D. UNE FAIBLE CONCERTATION AU SEIN DE L'ENTREPRISE DANS LES DÉCISIONS D'UTILISATION DU CICE

1. Une faible participation des représentants du personnel

Le suivi et l'utilisation du CICE devaient normalement reposer non sur un fléchage contraignant mais s'assoir sur un processus de concertation. Une procédure de consultation des représentants du personnel est prévue par la loi n° 2013-504 du 14 juin 2013, mais le comité de suivi des aides publiques aux entreprises souligne dans son rapport 2015 qu'il s'agit d'un exercice « fréquemment formel et décevant ».

Les représentants du personnel font souvent état de la déclaration annexée aux comptes de l'entreprise, qu'ils connaissent et consultent, et d'une éventuelle communication de l'entreprise. Cependant, les informations données aux représentants du personnel restent la plupart du temps aussi sommaires que celles indiquées en annexe aux comptes.

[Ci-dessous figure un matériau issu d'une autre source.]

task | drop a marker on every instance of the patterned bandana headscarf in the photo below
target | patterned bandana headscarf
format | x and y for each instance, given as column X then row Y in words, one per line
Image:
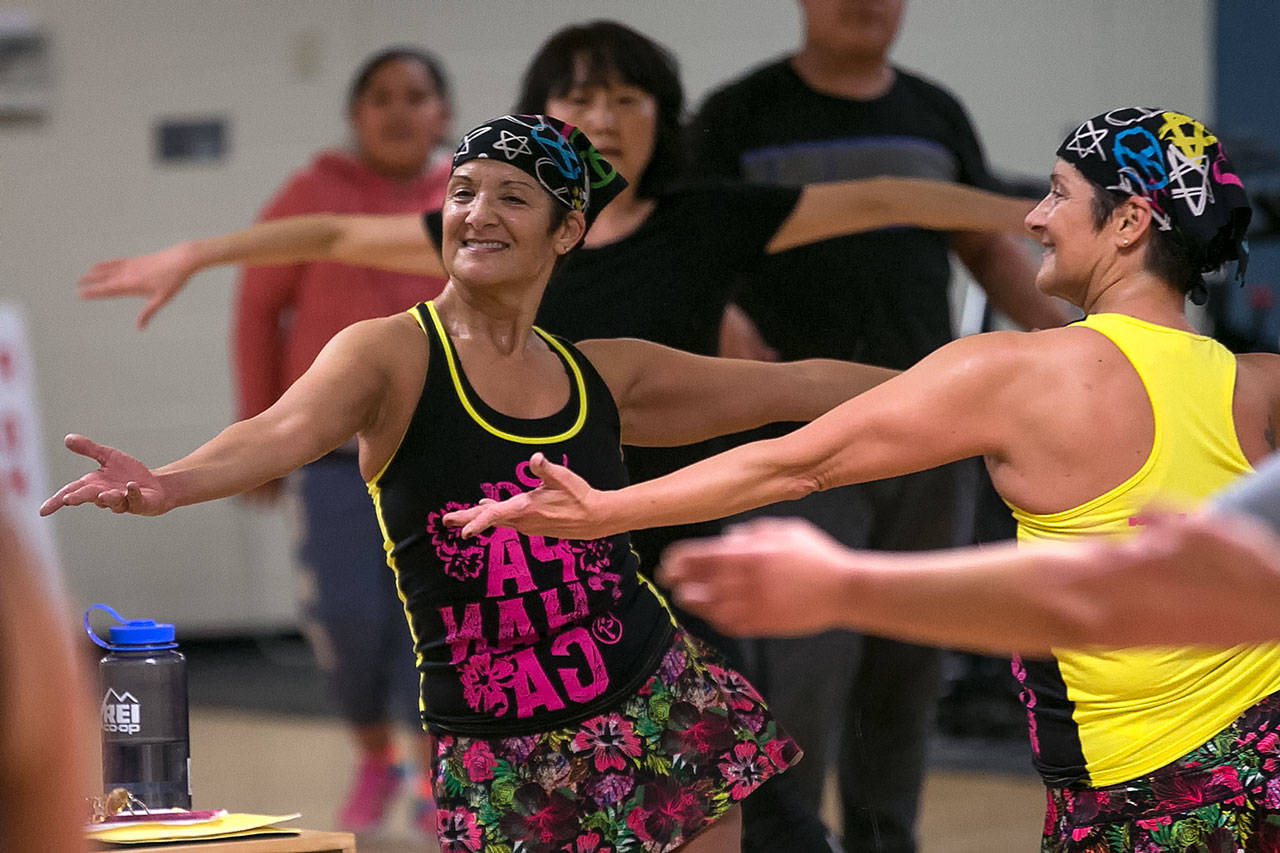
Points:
column 1179, row 168
column 557, row 155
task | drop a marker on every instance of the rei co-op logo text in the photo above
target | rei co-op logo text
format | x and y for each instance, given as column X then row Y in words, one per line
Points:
column 120, row 712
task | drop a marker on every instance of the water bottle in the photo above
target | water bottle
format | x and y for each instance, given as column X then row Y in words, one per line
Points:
column 144, row 682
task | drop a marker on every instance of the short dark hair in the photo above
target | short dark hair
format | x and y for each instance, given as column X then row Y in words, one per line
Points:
column 608, row 48
column 429, row 63
column 1170, row 256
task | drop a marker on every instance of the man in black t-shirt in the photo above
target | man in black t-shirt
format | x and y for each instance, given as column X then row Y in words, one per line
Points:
column 837, row 110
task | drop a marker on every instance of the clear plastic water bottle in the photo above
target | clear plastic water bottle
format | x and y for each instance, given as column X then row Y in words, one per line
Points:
column 145, row 743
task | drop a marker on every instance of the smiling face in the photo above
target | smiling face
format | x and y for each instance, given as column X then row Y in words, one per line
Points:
column 621, row 119
column 398, row 118
column 501, row 227
column 1064, row 224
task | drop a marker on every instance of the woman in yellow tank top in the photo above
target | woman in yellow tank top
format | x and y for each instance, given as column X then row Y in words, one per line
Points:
column 1082, row 428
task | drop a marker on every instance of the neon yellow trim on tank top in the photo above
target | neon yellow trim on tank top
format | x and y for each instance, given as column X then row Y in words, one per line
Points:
column 375, row 493
column 580, row 383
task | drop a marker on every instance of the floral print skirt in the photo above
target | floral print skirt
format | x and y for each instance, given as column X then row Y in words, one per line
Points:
column 648, row 775
column 1223, row 797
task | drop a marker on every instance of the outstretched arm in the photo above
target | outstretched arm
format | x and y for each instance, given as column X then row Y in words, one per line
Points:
column 1189, row 580
column 398, row 242
column 923, row 418
column 670, row 397
column 46, row 739
column 339, row 396
column 850, row 206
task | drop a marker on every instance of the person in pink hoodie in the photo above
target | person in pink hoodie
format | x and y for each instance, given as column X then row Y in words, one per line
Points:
column 398, row 109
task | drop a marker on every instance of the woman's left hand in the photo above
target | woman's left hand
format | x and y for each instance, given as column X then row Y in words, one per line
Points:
column 558, row 507
column 119, row 484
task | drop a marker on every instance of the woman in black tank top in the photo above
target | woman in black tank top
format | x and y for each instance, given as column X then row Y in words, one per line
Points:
column 571, row 711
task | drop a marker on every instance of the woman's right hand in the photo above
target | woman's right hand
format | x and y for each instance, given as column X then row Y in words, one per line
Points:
column 155, row 277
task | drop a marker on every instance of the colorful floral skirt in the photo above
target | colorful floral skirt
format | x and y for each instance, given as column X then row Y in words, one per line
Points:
column 1223, row 797
column 648, row 775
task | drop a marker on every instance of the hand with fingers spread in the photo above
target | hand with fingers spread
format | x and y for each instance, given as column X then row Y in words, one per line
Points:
column 119, row 484
column 768, row 578
column 558, row 507
column 155, row 277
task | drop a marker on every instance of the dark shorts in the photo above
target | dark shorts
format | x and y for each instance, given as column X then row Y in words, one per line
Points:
column 650, row 774
column 1224, row 797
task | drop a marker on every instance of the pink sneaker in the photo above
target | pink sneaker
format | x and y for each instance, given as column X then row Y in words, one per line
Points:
column 369, row 797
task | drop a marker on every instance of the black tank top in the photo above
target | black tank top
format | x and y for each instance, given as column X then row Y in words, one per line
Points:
column 513, row 634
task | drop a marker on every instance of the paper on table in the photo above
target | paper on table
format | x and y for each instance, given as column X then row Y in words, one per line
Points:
column 231, row 825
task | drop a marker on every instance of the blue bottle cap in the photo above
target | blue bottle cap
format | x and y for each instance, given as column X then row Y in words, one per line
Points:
column 132, row 634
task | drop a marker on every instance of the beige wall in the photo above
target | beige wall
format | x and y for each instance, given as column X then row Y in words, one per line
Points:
column 82, row 186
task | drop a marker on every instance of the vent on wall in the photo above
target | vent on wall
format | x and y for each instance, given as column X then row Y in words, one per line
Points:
column 191, row 140
column 26, row 78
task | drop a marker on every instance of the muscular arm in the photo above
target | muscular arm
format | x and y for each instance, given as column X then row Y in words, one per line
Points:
column 670, row 397
column 397, row 242
column 45, row 742
column 1000, row 264
column 954, row 404
column 850, row 206
column 341, row 395
column 1203, row 579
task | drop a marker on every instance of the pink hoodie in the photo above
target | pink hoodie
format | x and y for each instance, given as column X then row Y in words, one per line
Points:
column 284, row 315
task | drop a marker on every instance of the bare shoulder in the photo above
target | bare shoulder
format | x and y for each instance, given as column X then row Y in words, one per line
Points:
column 1010, row 355
column 1262, row 369
column 1256, row 404
column 621, row 361
column 385, row 340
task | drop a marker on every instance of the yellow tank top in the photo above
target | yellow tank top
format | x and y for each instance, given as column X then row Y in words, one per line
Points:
column 1136, row 710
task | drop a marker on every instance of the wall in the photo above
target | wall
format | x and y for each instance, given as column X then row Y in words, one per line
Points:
column 82, row 186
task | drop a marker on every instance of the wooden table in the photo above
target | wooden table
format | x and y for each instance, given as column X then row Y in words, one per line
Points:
column 309, row 842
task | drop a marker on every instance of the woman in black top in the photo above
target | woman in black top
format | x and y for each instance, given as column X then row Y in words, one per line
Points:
column 661, row 260
column 571, row 711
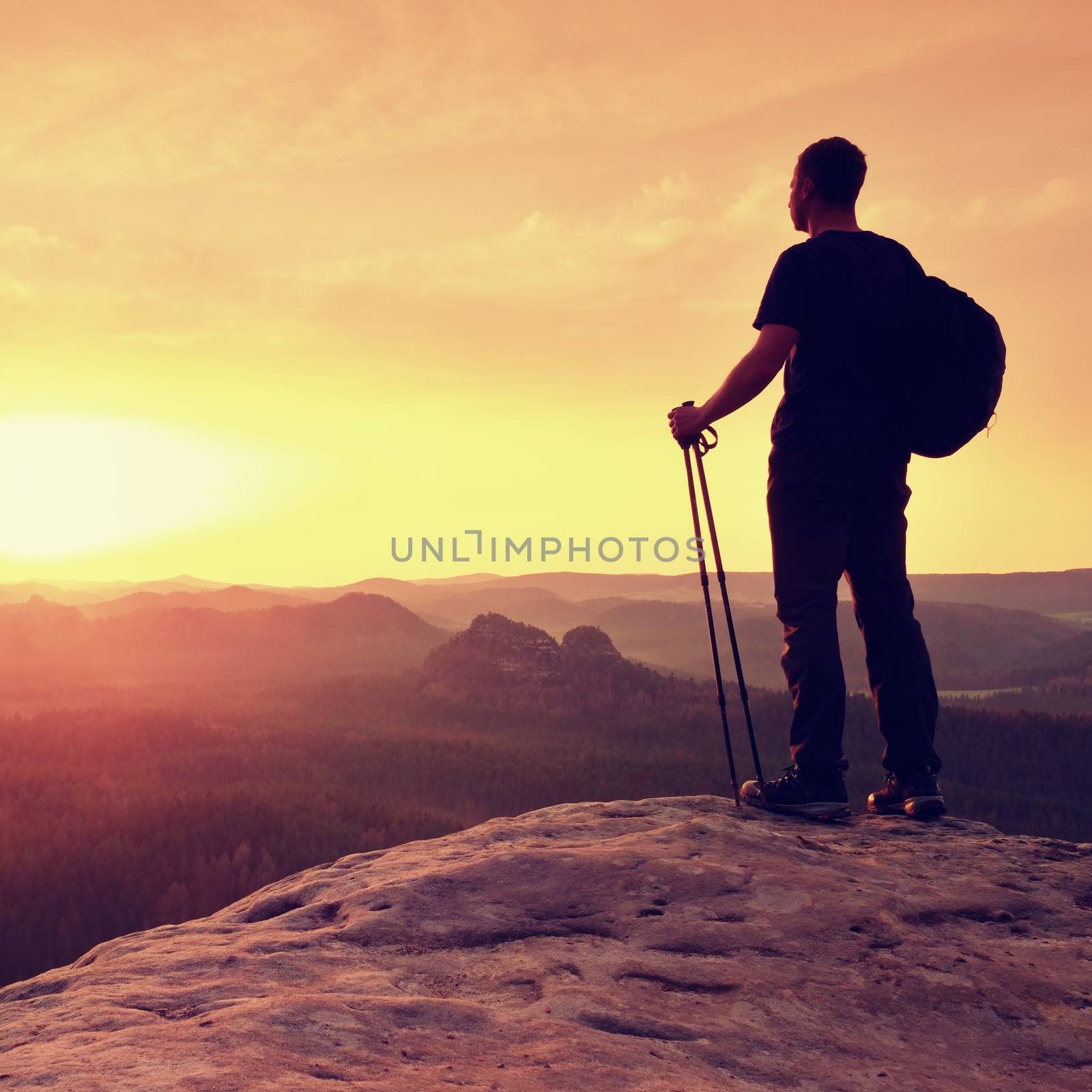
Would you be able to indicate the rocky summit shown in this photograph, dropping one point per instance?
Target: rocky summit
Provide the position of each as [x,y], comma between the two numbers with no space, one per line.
[669,944]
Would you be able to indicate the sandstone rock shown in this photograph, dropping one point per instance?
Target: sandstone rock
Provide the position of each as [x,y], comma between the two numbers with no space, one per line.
[671,944]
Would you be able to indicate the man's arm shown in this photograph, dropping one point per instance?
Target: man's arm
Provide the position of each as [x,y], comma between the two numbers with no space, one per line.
[747,380]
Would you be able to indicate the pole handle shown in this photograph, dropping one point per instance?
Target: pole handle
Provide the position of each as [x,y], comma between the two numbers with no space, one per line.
[699,440]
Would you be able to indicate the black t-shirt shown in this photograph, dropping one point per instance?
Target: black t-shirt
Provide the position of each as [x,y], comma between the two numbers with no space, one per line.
[844,292]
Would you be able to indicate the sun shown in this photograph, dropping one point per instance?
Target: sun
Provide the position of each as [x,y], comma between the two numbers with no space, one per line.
[74,486]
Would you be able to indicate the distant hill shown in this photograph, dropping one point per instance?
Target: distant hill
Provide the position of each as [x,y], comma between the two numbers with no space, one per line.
[236,598]
[966,642]
[1050,593]
[45,642]
[500,663]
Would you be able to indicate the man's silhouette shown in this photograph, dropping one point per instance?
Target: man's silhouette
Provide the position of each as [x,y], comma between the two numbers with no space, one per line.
[837,491]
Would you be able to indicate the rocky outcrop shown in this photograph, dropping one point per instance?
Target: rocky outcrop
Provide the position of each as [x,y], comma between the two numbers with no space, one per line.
[495,647]
[650,945]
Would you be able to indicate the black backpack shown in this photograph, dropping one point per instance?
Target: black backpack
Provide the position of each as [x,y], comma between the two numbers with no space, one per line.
[953,369]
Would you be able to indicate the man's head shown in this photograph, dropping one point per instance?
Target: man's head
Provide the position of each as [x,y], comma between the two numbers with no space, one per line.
[827,178]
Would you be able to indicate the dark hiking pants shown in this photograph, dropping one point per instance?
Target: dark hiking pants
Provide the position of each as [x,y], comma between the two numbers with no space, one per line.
[833,513]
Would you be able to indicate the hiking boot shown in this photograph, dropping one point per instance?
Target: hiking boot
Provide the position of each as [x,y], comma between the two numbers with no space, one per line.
[917,795]
[800,793]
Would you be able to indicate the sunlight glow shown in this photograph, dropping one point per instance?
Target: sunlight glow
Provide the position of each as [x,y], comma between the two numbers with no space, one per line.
[74,485]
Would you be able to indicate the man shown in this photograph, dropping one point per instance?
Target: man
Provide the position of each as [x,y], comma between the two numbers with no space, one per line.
[837,491]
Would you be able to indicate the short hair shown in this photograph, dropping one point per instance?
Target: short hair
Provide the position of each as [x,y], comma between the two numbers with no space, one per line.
[837,169]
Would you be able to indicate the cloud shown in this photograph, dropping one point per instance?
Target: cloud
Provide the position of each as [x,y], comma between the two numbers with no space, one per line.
[544,259]
[1054,198]
[22,238]
[246,90]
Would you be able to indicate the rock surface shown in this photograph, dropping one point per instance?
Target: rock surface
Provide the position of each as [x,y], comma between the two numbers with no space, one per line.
[649,945]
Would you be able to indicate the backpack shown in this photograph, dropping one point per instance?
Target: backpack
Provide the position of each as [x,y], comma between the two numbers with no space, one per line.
[953,369]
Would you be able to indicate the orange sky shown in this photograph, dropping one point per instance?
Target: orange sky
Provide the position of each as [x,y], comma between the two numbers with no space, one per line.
[280,281]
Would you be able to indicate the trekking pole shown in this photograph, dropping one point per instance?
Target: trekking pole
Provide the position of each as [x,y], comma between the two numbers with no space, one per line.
[728,615]
[699,442]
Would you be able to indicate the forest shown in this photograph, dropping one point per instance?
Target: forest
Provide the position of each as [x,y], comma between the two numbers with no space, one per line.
[139,813]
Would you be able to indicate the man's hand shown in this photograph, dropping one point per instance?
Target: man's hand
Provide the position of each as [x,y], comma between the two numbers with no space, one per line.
[686,420]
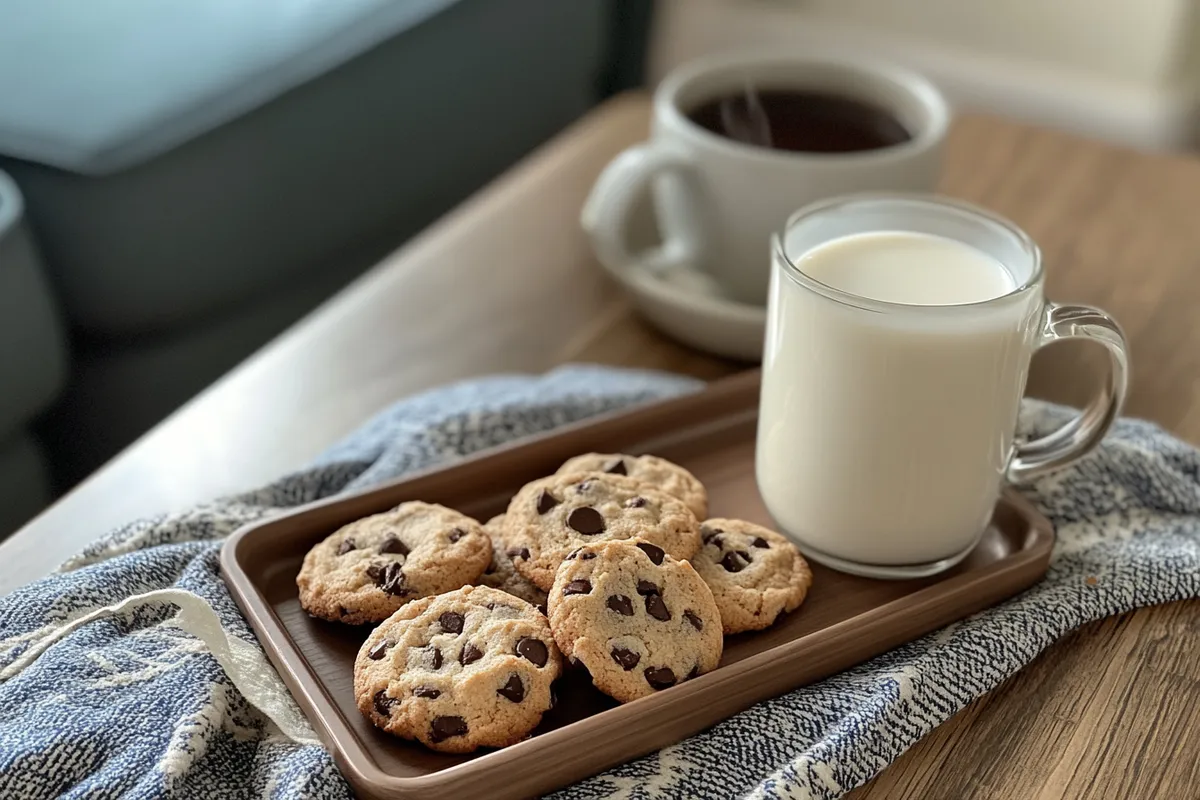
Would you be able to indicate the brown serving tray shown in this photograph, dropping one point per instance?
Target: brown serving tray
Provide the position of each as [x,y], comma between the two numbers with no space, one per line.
[845,620]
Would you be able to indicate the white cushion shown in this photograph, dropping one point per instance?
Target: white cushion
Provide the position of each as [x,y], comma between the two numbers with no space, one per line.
[97,85]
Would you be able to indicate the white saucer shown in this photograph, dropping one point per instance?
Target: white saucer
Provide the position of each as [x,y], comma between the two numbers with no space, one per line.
[688,306]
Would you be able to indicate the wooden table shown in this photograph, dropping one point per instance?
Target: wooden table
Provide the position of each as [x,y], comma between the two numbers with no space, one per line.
[1103,714]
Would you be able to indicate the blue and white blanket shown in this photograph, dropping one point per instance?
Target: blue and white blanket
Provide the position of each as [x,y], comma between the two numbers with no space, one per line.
[127,673]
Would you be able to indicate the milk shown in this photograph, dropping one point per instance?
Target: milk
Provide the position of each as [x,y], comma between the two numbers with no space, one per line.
[886,429]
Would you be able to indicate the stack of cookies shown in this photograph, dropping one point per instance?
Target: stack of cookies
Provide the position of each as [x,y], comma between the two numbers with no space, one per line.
[610,561]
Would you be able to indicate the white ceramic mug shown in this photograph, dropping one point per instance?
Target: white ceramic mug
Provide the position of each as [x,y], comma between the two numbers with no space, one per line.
[887,429]
[719,199]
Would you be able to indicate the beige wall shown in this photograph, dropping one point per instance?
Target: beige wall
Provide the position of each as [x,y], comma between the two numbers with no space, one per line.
[1133,40]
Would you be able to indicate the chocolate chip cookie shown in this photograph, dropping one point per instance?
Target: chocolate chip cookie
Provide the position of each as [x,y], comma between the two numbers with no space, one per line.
[636,618]
[552,516]
[755,573]
[502,573]
[659,473]
[366,570]
[469,668]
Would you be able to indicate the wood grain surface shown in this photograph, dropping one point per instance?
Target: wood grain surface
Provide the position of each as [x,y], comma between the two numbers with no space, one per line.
[507,283]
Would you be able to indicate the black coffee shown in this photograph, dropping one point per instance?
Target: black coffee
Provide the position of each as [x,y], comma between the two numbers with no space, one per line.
[802,121]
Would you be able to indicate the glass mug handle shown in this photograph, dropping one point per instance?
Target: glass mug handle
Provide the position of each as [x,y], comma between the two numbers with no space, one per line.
[1084,432]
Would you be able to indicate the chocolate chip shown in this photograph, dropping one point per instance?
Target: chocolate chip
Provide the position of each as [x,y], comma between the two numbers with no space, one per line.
[390,578]
[471,654]
[653,551]
[627,659]
[546,501]
[514,690]
[383,703]
[577,588]
[657,608]
[379,650]
[445,727]
[622,605]
[587,521]
[660,677]
[533,650]
[394,546]
[451,621]
[733,561]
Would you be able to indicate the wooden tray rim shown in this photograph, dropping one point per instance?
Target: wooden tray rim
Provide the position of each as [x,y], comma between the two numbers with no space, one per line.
[331,727]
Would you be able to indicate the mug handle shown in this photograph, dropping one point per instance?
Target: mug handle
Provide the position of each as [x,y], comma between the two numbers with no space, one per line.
[1084,432]
[605,216]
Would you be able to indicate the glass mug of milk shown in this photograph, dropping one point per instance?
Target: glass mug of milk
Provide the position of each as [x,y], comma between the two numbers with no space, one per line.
[899,336]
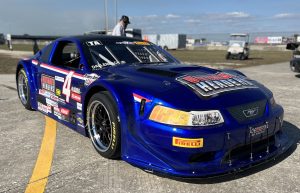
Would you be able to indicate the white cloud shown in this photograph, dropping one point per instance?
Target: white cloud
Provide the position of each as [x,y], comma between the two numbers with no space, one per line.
[192,21]
[151,16]
[286,16]
[172,16]
[237,14]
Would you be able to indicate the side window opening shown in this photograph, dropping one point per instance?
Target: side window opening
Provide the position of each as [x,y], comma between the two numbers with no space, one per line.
[66,55]
[44,57]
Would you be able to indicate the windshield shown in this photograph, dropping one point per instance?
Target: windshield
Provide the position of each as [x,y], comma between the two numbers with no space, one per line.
[236,43]
[110,53]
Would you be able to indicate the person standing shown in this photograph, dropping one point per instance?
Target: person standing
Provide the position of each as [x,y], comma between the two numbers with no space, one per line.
[119,29]
[9,42]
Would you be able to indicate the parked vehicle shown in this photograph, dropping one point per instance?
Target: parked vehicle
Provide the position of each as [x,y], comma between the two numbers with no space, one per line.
[136,101]
[238,47]
[295,61]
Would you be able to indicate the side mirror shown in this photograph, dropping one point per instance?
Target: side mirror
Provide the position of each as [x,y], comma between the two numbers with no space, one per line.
[292,46]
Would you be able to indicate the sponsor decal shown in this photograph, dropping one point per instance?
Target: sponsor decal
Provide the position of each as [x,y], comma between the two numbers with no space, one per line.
[43,108]
[187,142]
[79,106]
[99,66]
[55,98]
[250,112]
[79,120]
[75,89]
[76,97]
[57,114]
[64,111]
[51,103]
[90,78]
[258,130]
[138,98]
[94,43]
[48,83]
[35,62]
[57,92]
[49,109]
[59,79]
[208,85]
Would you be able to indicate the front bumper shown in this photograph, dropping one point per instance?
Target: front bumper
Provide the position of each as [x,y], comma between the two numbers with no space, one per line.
[226,148]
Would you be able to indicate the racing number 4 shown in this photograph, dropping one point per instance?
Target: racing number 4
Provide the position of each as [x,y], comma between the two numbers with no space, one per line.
[67,86]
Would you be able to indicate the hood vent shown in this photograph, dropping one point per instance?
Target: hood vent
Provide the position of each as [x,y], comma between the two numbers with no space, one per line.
[159,72]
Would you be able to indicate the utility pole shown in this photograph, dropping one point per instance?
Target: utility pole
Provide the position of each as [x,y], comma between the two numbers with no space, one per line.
[116,3]
[106,19]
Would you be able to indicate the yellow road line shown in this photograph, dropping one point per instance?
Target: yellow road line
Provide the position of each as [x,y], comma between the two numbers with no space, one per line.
[39,178]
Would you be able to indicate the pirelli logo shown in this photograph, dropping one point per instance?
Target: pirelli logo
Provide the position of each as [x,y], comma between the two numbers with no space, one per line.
[187,142]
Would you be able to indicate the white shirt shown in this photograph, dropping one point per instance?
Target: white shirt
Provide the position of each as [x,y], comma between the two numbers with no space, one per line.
[119,30]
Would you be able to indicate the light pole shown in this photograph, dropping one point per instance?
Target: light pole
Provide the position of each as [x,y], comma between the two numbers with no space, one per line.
[106,19]
[116,3]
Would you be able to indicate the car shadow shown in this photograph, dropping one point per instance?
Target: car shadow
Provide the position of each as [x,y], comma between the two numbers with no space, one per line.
[255,58]
[293,133]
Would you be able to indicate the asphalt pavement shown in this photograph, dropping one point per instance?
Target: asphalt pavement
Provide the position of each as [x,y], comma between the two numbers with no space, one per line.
[77,167]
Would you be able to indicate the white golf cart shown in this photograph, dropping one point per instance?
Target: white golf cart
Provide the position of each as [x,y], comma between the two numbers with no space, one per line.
[238,47]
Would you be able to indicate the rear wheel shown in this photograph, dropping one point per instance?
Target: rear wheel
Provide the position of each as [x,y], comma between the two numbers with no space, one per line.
[228,56]
[23,89]
[103,126]
[242,57]
[293,67]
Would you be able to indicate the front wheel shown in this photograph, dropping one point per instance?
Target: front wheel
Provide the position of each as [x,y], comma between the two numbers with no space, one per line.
[23,89]
[103,125]
[293,67]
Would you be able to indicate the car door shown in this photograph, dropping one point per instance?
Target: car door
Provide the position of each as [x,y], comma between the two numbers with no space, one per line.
[61,81]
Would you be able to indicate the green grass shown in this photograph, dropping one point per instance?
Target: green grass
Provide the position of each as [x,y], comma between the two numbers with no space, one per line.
[20,47]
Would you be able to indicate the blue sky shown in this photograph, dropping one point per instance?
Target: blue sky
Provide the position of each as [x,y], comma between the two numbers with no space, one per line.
[65,17]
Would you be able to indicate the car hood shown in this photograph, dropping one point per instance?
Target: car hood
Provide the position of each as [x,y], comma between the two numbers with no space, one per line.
[190,86]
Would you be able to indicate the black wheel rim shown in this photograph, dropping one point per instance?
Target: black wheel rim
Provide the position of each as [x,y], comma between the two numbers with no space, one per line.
[99,126]
[23,88]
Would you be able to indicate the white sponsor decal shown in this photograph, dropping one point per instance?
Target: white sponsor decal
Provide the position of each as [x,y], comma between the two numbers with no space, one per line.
[43,108]
[45,93]
[51,102]
[90,78]
[59,79]
[75,89]
[79,106]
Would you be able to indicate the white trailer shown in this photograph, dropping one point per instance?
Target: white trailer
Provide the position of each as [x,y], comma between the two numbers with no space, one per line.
[167,41]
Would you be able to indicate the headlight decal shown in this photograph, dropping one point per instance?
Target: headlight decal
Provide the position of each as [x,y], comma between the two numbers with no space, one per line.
[171,116]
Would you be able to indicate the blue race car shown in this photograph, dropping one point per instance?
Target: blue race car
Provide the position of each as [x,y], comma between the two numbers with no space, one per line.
[135,101]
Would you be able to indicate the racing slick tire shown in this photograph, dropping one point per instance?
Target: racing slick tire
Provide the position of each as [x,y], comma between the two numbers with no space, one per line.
[23,89]
[228,55]
[242,56]
[293,67]
[103,125]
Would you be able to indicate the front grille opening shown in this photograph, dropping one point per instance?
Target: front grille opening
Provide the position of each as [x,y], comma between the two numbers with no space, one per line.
[202,157]
[243,152]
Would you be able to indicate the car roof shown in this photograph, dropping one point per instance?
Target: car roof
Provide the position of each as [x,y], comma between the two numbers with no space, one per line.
[85,38]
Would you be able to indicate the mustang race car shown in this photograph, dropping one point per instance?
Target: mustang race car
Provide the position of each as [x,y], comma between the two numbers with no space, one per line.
[136,101]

2. Une faible participation des directions des ressources humaines

Le CICE s'appuie sur deux objectifs désignés, que sont la compétitivité et l'emploi. À ce titre, si les choix financiers stratégiques relèvent dans les entreprises de taille intermédiaire ou les grandes entreprises des directions financières, les choix en termes d'emploi engagent naturellement les directions des ressources humaines.

Pourtant, les directions des ressources humaines interrogées ont reconnu n'avoir souvent pas été consultées sur une éventuelle stratégie d'utilisation du CICE. L'enquête menée par France Stratégie souligne leur manque d'association aux décisions relatives à l'utilisation du CICE. Les conséquences en termes d'emploi sont ainsi d'autant plus difficiles à estimer.

E. CONCLUSION : UN DISPOSITIF COMPLEXE ET NON CIBLÉ, POUR UN EFFET INCERTAIN

Le CICE peine ainsi à démontrer tant sa pertinence dans sa forme que son efficacité sur le fond. Véritable saupoudrage, ses résultats semblent sujets à caution. Le CICE a renforcé la complexité du système fiscal français, et en particulier l'impôt sur les sociétés. Aussi, la baisse du « coût du travail » attribuée au CICE résulte de ce choix d'attribuer le gain de ce crédit d'impôt sur les sociétés aux charges de personnel. Cet affichage ne garantit pas l'attractivité et la compétitivité de notre territoire.

Les conséquences du CICE sont incertaines du fait même du contexte dans lequel a évolué ce dispositif. Dans le même temps, les taux de change euro-dollar comme les prix des matières premières, pétrole en tête, ont été favorables aux pays européens, France comprise. Les gains que le pays a ainsi pu connaître en termes de compétitivité, d'emploi ou de redressement de l'économie voient leurs sources difficilement pondérables, et le CICE n'a pas nécessairement été l'élément le plus déterminant.

Trois ans après le lancement du dispositif, ses conséquences en termes d'emploi sont estimées par les instituts de statistiques et de recherche en économie bien moindres qu'espérées, quand ses bénéfices en termes de compétitivité sont incertains. Les éléments que votre rapporteure spéciale a pu recueillir font craindre que les résultats ne soient pas au rendez-vous, et que l'investissement productif n'ait pas bénéficié du CICE à hauteur de l'ambition annoncée et du coût budgétaire consenti.

Le CICE se révèle donc un outil complexe, dispersé et à l'efficacité incertaine. Il semble nécessaire de remettre à plat cette dépense fiscale conséquente et d'engager une politique publique portée par un vrai projet de prospective à moyen et long terme pour l'industrie française.

Recommandation n° 6 : Revoir profondément, dans sa forme comme son montant, le dispositif complexe et budgétairement conséquent qu'est le CICE. Redéployer les fonds consacrés au CICE dans des plans d'investissements en faveur des infrastructures et de la transition énergétique.